SAM 3 was trained on massive labeled data (11M+ images, 1B+ masks with concept labels) — it learned many concepts during pre-training. It's not truly "zero-shot" in the strict ML sense. A more accurate description is that it works without task-specific fine-tuning — you don't need to collect and label your own dataset.

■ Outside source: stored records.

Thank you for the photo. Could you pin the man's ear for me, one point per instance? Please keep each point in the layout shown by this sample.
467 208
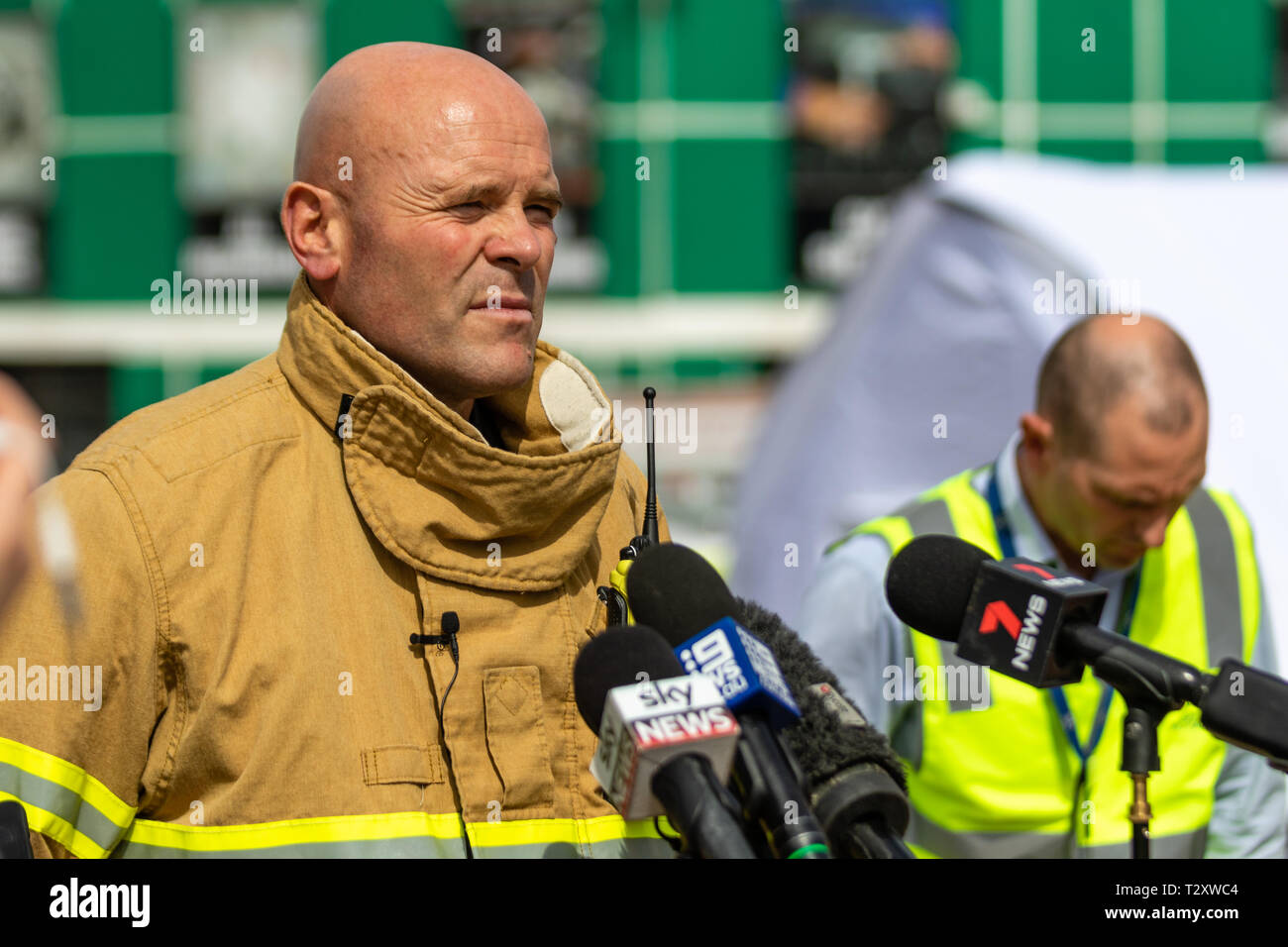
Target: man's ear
314 230
1038 440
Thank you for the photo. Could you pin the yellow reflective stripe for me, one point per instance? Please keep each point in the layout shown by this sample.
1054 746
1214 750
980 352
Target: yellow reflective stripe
1245 560
62 800
548 831
301 831
58 828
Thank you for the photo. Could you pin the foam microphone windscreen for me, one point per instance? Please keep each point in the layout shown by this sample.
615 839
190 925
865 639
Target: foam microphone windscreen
928 583
617 657
819 744
677 591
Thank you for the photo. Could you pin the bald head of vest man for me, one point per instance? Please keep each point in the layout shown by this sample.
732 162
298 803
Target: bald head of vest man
1119 440
423 213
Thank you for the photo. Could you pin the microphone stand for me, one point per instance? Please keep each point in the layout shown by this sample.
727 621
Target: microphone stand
1140 759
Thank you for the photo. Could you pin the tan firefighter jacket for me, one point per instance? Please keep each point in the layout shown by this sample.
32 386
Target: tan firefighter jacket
252 570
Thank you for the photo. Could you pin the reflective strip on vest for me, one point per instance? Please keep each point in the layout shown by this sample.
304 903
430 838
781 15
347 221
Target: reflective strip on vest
1210 570
938 841
397 835
62 800
67 804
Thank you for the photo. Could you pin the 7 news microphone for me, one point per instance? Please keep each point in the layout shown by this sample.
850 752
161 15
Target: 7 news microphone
1038 625
854 779
666 740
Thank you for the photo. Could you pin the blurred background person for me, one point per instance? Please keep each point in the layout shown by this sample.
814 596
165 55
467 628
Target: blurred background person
24 464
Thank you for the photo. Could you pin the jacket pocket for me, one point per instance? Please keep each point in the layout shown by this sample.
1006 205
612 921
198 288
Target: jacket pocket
516 737
402 763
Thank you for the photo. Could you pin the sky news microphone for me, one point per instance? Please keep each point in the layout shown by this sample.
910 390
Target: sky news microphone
666 740
855 781
1038 625
681 594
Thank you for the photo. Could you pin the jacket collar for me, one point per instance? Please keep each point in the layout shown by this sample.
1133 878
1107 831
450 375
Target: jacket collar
428 484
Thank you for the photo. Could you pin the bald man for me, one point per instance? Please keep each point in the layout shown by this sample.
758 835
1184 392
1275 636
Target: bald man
333 600
1102 479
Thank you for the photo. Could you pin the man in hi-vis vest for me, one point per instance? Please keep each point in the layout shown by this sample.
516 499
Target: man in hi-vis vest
1104 480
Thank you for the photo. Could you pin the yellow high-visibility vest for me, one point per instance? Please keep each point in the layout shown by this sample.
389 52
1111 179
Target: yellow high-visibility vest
1003 783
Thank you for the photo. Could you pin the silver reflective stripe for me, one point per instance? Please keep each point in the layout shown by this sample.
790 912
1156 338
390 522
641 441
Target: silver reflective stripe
1219 569
948 844
1184 845
417 847
59 801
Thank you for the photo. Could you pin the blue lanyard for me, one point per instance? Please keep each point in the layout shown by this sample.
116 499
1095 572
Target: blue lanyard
1061 703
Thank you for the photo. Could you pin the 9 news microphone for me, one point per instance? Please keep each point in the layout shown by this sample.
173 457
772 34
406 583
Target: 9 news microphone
956 591
677 591
666 740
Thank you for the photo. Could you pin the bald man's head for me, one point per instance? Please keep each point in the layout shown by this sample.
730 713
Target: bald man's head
1102 361
423 213
1119 440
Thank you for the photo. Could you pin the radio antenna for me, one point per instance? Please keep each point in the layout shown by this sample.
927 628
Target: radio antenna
651 497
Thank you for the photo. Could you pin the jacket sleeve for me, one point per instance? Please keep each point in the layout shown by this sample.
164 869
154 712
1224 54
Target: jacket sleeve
848 622
78 702
1248 818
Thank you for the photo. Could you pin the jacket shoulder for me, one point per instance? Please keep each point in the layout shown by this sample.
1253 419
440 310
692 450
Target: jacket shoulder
201 427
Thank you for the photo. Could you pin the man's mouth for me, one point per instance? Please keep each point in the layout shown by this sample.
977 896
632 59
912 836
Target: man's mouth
511 305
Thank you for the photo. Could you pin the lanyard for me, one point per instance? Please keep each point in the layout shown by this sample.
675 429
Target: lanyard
1128 607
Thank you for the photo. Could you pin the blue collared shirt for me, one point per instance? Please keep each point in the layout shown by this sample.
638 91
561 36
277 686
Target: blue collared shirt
846 621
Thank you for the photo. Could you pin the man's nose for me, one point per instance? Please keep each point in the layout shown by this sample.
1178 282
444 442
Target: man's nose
514 241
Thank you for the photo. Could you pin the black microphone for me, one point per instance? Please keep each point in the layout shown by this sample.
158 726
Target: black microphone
952 590
681 594
1028 621
14 838
857 785
660 732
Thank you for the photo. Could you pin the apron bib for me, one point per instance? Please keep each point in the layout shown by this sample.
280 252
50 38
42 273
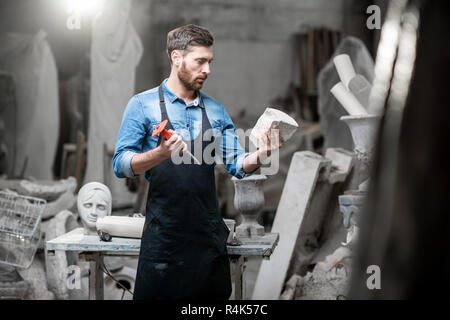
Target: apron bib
183 248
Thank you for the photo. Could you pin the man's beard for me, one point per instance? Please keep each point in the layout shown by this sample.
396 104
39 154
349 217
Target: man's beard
185 76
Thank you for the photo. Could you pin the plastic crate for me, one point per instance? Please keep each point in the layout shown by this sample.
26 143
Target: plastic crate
20 232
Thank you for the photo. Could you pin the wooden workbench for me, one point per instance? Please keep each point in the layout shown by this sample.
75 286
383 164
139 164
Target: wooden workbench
92 249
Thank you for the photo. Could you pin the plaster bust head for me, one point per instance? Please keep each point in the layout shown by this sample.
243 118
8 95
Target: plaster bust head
94 201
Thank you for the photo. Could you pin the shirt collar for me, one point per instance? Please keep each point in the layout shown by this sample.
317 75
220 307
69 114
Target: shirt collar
173 97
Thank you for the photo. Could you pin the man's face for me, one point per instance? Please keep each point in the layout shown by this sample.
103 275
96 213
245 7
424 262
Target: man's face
195 67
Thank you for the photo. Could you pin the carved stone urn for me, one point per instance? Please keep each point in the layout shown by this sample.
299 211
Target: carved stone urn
363 129
249 200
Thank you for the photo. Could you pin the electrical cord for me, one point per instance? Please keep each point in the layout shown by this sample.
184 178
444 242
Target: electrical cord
106 271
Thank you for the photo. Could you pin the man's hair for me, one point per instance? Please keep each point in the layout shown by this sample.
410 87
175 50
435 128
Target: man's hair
182 38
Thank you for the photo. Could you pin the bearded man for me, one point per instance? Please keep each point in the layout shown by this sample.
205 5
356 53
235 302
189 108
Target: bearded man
183 251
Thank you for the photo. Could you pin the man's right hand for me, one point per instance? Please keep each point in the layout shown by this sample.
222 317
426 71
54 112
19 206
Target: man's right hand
174 144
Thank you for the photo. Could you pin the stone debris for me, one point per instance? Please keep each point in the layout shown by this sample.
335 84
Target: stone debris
287 125
57 264
290 288
12 286
37 278
329 279
336 133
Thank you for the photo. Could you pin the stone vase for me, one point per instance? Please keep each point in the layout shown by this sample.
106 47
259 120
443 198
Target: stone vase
249 200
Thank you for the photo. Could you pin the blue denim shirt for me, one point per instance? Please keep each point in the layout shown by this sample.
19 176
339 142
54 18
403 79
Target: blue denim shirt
143 114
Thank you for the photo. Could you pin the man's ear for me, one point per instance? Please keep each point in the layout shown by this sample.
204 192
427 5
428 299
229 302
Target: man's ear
176 57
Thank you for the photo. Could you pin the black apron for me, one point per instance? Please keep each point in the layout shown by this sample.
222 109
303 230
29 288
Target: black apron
183 248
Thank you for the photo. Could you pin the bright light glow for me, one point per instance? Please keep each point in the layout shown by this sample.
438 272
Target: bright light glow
84 7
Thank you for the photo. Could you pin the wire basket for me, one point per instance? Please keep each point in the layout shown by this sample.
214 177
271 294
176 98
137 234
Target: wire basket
20 232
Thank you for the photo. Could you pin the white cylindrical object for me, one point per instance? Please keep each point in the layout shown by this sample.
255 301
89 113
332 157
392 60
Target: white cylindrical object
344 68
347 100
120 226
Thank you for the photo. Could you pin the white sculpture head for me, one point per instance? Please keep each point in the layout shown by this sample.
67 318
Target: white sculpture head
94 201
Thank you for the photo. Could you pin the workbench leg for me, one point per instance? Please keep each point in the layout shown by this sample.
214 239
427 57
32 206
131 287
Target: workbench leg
238 276
96 277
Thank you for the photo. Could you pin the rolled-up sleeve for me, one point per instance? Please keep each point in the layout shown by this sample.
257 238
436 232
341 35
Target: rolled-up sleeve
233 153
130 138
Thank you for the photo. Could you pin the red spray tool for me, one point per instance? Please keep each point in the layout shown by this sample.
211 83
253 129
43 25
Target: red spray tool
161 129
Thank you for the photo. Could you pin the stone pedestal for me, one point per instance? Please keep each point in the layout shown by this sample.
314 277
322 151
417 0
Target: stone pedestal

| Fine-tuned (SegFormer) | Foundation model (SAM) | |
|---|---|---|
| Training | Re-trained on a labeled dataset for a specific task | Pre-trained on massive data, works without task-specific fine-tuning |
| Output | Per-pixel class labels (e.g., "tree", "background") | Masks for prompted objects, no predefined classes |
| Labeling effort | Requires labeled training data | No labeling needed |
| Best for | Domain-specific accuracy | Rapid exploration, annotation, unknown objects |
Try it yourself: SAM on aerial imagery
Download the sample images to upload to the demo:
Download image_train Download image_test
Try SAM 3 Demo — a Hugging Face Space running Meta's latest Segment Anything Model. Upload one of the aerial images from the workshop and give it a text prompt like "tree".
- Does SAM 3 segment trees when prompted with "tree"?
- How does the output compare to the SegFormer results from earlier?